Unless Rosen had prior shady dealings with coaches or disliked Amaker for some reason, his statement is out of character for a parent at a high school invitational tournament. Many coaches attending these tournaments stay in suites in hotels complete with refrigerators and microwaves, or even stoves. Daily trips to grocery stores can be rituals for some of the coaches, who later gather for sandwiches and soft drinks (or yes, beers) to kibbutz and talk basketball, and basketball players.

Yet if the NCAA determines that the Blakeney situation warrants an in-depth investigation, this incident might become an issue pointing to a pattern of illegal behavior for Amaker and Harvard.

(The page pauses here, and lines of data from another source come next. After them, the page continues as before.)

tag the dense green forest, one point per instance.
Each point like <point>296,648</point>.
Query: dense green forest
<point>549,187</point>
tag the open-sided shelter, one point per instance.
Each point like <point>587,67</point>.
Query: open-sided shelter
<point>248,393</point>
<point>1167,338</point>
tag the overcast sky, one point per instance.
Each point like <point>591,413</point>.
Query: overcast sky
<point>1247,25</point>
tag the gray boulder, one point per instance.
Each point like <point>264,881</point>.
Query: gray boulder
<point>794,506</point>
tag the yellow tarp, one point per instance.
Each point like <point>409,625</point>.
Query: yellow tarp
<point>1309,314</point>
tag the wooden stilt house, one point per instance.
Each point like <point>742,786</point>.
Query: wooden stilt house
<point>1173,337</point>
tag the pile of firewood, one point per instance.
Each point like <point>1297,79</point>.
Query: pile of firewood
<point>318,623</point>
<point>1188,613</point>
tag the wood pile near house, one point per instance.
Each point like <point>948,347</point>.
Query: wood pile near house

Amaker’s insertion into Ivy League basketball has fundamentally altered the way the game is played off the court. For three decades now the Ivies were universities where relatively unknown coaches came to earn their stripes and move on, where coaches who were once well-known come to sate their continuing desire to coach without the pressures of big-time college basketball. The best players in the league generally dropped into the laps of certain programs while the other schools were left to play the hands they were dealt.

Now, though, when it is possible for programs like that of “commuter colleges” like George Mason University to make a run to the final Four, Ivy League athletic departments see the chance to enhance their standing around the country by fielding competitive athletic teams. A deep run in the NCCA Men’s Basketball Tournament by an Ivy League school would result in more academic recruits and more high-visibility athletic recruits.

Amaker’s presence and his and his athletic director’s assertion that Harvard Basketball is taking a new direction – an investment in winning – makes for more pressure for all the other Ivy League coaches. It is a proclamation that the Ivies are joining the big-time.

And this forces the coaches from the Ivies to join the NCAA basketball universe of the 21st century. They must actively recruit players from regions around the country that are, perhaps, outside of their comfort zones. They must ask for more money from the university and from boosters to conduct their business. This means glad-handing, doing rounds of speaking engagements, and even attending corporate and political mixers, which is the rarified air inhabited by well-heeled Ivy League boosters.

Ivy League basketball is changing and it is dragging along its athletic programs and its basketball coaches kicking and screaming. When the coaches look around for someone or something to blame, they see Tommy Amaker.

And when they see Tommy Amaker, they see crimson ———– and Crimson.

And for all their feigned innocence, their steadfastness in maintaining the Ivy status quo, when it comes to Amaker, these coaches have moved much like their big-time brethren to whom they claim no relation. They have quietly banded together and whispered just loudly enough, insinuated just enough to ensure that Amaker and Harvard have the NCAA’s attention.

Now it is up to an organization known for willingly engaging in grandstanding and bluster to either puff out its chest and show the Ohio States, Oklahomas and the North Carolinas that they are indiscriminate in their want for fairness in amateur athletics by attacking Harvard and seeking to punish the bastion of the Ivies to the fullest extent of their law with a zeal usually reserved for an SEC football program.

Or the NCAA can recognize what it has wrought by limiting scholarships on major sport athletic teams and therefore making more quality players available to smaller colleges and universities. The NCAA can recognize that just a decade ago the wants of Tommy Amaker and Bob Scalise and Harvard were impossible. The NCAA can recognize this is the monster they asked for; they sought to create and pull back and view the happenings at Harvard in their proper context.

Note to Tommy Amaker and Bob Scalise: Move more quietly. And Beware the NCAA.